Using a fixed seed makes your sampling results reproducible, which is important for testing and documentation.

[6]:
norb = 3
nelec = 2
dim = ffsim.dim(norb, nelec)
vec = ffsim.random.random_state_vector(dim, seed=123)

# Same seed → same samples
samples1 = ffsim.sample_state_vector(vec, norb=norb, nelec=nelec, shots=6, seed=2025)
samples2 = ffsim.sample_state_vector(vec, norb=norb, nelec=nelec, shots=6, seed=2025)

print("Samples 1:", samples1)
print("Samples 2:", samples2)
Samples 1: ['110', '101', '110', '110', '110', '011']
Samples 2: ['110', '101', '110', '110', '110', '011']

Using StateVector objects directly

Many parts of ffsim work with a StateVector dataclass that stores:

  • the raw vector coefficients,

  • the number of spatial orbitals norb,

  • the electron numbers nelec.

sample_state_vector accepts either:

  • a raw np.ndarray plus explicit norb and nelec, or

  • a StateVector object, in which case norb and nelec must be omitted.

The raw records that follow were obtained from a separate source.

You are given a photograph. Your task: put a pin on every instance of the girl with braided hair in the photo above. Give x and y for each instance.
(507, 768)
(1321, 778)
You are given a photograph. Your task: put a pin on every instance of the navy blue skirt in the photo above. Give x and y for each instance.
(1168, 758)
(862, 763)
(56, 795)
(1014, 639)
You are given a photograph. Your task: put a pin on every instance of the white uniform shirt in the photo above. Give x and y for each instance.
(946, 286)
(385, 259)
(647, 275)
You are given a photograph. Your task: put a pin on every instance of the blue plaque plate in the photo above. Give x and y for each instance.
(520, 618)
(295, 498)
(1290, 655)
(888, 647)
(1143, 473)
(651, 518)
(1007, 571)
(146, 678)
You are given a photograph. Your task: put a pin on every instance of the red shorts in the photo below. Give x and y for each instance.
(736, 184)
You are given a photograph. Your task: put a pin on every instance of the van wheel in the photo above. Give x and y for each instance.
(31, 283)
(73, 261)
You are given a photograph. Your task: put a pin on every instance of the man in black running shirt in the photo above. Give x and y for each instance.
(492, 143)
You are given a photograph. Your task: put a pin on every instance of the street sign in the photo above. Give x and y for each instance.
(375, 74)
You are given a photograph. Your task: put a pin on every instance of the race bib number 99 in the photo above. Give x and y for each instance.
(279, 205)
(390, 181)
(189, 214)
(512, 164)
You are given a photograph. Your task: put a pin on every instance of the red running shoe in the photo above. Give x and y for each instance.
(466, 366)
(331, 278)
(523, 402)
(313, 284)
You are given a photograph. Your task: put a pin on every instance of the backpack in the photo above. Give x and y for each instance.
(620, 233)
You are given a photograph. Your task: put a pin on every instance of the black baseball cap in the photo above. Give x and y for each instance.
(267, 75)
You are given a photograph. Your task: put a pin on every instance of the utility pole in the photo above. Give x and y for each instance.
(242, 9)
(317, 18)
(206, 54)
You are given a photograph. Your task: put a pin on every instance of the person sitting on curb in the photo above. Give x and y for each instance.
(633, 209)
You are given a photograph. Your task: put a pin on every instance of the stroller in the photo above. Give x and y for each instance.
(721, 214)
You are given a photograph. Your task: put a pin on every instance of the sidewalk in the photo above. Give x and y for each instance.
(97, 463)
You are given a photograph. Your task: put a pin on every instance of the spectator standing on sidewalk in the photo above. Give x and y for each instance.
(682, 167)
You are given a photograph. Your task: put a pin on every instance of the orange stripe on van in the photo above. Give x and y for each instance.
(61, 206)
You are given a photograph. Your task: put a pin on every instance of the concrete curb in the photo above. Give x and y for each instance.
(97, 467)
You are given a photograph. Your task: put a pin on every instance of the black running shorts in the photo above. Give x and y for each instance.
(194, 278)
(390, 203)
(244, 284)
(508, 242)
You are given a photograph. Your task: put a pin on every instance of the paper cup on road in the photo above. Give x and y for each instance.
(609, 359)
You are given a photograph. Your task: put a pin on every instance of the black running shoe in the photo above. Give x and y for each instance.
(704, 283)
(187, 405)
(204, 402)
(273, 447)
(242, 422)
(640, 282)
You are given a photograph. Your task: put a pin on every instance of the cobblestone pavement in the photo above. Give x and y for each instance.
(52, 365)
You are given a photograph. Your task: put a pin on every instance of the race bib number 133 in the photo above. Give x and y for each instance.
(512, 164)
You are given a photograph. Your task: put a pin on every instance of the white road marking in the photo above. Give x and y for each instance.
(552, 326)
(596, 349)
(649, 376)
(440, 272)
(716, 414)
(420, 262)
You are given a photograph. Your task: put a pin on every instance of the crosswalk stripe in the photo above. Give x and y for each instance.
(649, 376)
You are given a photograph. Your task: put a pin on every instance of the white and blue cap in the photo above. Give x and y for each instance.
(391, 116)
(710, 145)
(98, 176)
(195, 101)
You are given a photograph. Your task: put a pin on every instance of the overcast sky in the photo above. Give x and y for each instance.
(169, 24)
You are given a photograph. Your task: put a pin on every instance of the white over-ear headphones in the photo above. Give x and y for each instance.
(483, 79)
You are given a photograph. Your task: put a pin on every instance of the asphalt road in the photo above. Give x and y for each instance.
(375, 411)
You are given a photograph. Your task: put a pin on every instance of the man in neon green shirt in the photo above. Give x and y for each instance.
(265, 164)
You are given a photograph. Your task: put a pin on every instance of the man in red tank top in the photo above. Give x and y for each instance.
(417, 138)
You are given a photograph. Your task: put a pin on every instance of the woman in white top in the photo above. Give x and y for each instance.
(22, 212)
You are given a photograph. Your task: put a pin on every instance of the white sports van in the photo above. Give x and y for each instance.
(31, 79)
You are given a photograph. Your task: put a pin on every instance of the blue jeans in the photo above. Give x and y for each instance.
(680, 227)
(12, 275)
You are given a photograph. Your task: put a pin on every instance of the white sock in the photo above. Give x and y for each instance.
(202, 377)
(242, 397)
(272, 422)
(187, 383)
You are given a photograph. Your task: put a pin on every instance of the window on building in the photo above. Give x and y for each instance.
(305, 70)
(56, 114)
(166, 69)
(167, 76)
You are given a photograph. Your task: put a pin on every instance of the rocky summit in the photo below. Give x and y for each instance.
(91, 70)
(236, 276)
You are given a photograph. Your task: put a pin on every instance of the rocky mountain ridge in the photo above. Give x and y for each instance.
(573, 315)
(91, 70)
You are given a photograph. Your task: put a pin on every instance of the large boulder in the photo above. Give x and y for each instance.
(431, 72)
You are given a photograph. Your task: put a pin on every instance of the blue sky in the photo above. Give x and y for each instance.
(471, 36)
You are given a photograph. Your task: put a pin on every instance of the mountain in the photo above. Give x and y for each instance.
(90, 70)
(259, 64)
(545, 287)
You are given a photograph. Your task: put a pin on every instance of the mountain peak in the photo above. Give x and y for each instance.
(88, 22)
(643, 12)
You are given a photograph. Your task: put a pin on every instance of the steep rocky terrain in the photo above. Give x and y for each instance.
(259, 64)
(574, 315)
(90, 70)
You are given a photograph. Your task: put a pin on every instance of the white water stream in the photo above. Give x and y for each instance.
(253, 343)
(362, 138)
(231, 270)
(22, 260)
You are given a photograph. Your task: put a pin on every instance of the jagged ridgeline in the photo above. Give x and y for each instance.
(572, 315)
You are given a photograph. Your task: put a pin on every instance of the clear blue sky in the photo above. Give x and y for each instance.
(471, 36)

This behavior is implemented by the helper canonicalize_vec_norb_nelec, which unifies the inputs into a canonical form before sampling.

[7]:
from ffsim.states import StateVector

norb = 4
nelec = (2, 2)
dim = ffsim.dim(norb, nelec)

# Raw state vector
vec_array = ffsim.random.random_state_vector(dim, seed=314)

# Wrap into a StateVector
state = StateVector(vec=vec_array, norb=norb, nelec=nelec)

# Case 1: raw NumPy array → need norb and nelec
samples_array = ffsim.sample_state_vector(
    vec_array,
    norb=norb,
    nelec=nelec,
    shots=4,
)
print("Samples from raw array:", samples_array)

# Case 2: StateVector → norb and nelec taken from the object
samples_state = ffsim.sample_state_vector(
    state,
    shots=4,
)
print("Samples from StateVector:", samples_state)
Samples from raw array: ['00111001', '10101010', '10101010', '01101010']
Samples from StateVector: ['01101010', '00111010', '11000110', '10100101']

Summary

In this guide we showed how to use ffsim.sample_state_vector to:

  • sample from spinless and spinful state vectors,

  • restrict sampling to subsets of orbitals via orbs,

  • choose different bitstring output formats via bitstring_type,

  • control randomness with seed,

  • work with both raw NumPy arrays and StateVector objects.

These tools are useful whenever you want to emulate projective measurements directly from a fermionic state vector, for example when:

  • post-processing states obtained from Trotterized time evolution,

  • analyzing variational ansätze,

  • or integrating with Qiskit-based workflows that consume bitstrings.